Helen, a little easier at the thought, looked round the room and caught sight of a large clock. It was a strange clock for it had only one hand.

"Oh, Whirlaway, do look at this," she cried. The face was numbered from one to ten, with a hundred little dots between each pair of numbers. Stranger still, the numbers ran the wrong way. It was a one-handed, back-to-front kind of clock. "Listen," said Helen; "it is not ticking; and what's that strange word to which the hand is pointing?" She spelled it out letter by letter—H-O-L-O-C-E-N-E.

"It means wholly recent, all new," replied Whirlaway, "and refers to the period of time in which life was practically the same as it is to-day. The different periods in the earth's history are reckoned by millions of years."

"Thank you," she said thoughtfully, and she remembered something she had read in the Bible: "A thousand years in Thy sight are but as a day."

Then she caught a glimpse of something else. It was a lever projecting from the wall, a long lever such as a railway signalman uses when he stands in his signal-box. "I'll pull it and see what happens," said Helen. "Perhaps it will open the metal door." She pulled with all her might. Immediately a bright light flashed on, and a grinding noise was heard.

"That's strange," said Whirlaway, who was examining the room with a great deal of interest. "Push it back again." When she pushed it back the light went out, and the grinding noise stopped. When she pulled it forward again the light came on and the grinding noise began again.

All this time Tirri had been steadily munching away at his gum leaves, which somehow never seemed to grow less, his little black beady eyes watching every movement of his beloved young mistress.
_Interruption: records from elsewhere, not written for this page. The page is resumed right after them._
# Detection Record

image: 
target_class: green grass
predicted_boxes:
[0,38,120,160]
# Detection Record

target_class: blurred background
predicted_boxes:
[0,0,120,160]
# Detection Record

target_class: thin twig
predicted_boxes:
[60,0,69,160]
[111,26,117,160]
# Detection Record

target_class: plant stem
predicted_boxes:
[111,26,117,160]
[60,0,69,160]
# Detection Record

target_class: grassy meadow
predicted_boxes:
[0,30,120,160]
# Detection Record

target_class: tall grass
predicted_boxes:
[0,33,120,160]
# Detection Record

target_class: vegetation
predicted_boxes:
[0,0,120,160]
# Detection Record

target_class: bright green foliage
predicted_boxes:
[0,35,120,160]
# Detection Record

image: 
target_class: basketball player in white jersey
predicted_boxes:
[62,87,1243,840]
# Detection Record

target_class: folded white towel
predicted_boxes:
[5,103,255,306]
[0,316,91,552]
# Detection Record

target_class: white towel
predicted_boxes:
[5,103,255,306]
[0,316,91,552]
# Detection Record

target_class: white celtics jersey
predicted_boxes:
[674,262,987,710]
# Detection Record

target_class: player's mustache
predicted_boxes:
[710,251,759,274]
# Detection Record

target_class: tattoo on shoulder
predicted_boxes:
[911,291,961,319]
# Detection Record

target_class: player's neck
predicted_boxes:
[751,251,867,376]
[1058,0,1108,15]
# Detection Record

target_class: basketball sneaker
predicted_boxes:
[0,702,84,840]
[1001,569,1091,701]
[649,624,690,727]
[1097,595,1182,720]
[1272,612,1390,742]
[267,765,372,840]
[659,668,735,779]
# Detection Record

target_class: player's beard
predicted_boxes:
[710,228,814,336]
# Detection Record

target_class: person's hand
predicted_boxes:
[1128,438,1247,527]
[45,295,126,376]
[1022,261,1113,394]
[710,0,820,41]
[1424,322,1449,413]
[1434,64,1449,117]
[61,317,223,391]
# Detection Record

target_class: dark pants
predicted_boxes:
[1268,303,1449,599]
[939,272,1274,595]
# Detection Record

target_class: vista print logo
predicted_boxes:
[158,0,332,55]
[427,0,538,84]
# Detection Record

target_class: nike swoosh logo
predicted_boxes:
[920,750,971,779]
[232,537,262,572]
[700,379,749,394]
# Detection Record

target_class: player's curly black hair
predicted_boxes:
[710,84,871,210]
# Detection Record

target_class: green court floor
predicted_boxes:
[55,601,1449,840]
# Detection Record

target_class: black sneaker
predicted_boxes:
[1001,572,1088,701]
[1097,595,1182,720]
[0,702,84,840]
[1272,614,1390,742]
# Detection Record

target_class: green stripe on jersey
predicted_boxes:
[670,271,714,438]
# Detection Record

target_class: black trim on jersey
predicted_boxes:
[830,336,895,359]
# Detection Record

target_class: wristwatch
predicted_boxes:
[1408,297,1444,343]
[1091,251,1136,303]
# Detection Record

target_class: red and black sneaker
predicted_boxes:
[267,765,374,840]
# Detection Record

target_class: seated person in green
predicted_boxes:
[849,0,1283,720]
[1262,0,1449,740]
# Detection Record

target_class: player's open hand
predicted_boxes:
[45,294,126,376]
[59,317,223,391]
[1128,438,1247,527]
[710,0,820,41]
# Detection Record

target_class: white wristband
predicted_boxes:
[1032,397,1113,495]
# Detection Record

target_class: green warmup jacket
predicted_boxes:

He was not afraid—his mistress was there, that was enough for a koala!

Helen looked carefully at the wall, and there she saw four press-buttons—one green, one yellow, one red, and the remaining one black. Near each button was printed a name that was strange to her.

Helen was now ready for any adventure. She had lost her fear of being locked in. "I'll press a button," she said. "Perhaps a genie will appear, as one did to Aladdin." She chose the red button. As soon as she pressed it a whir-r-r came from beneath the floor.

"Ooh!" she gasped, clutching at Tirri for comfort. "We're sinking! I know we are! Can't you feel it, Whirlaway? The whole room is going down like a lift. I know it is because I have that funny 'lifty' feeling right inside me! Don't you feel the same, Whirlaway?" Helen's voice rose in alarm, and poor Tirri almost dropped his gum leaves; but down, down they went—down! down!



The clock face which showed helen the various periods of the world.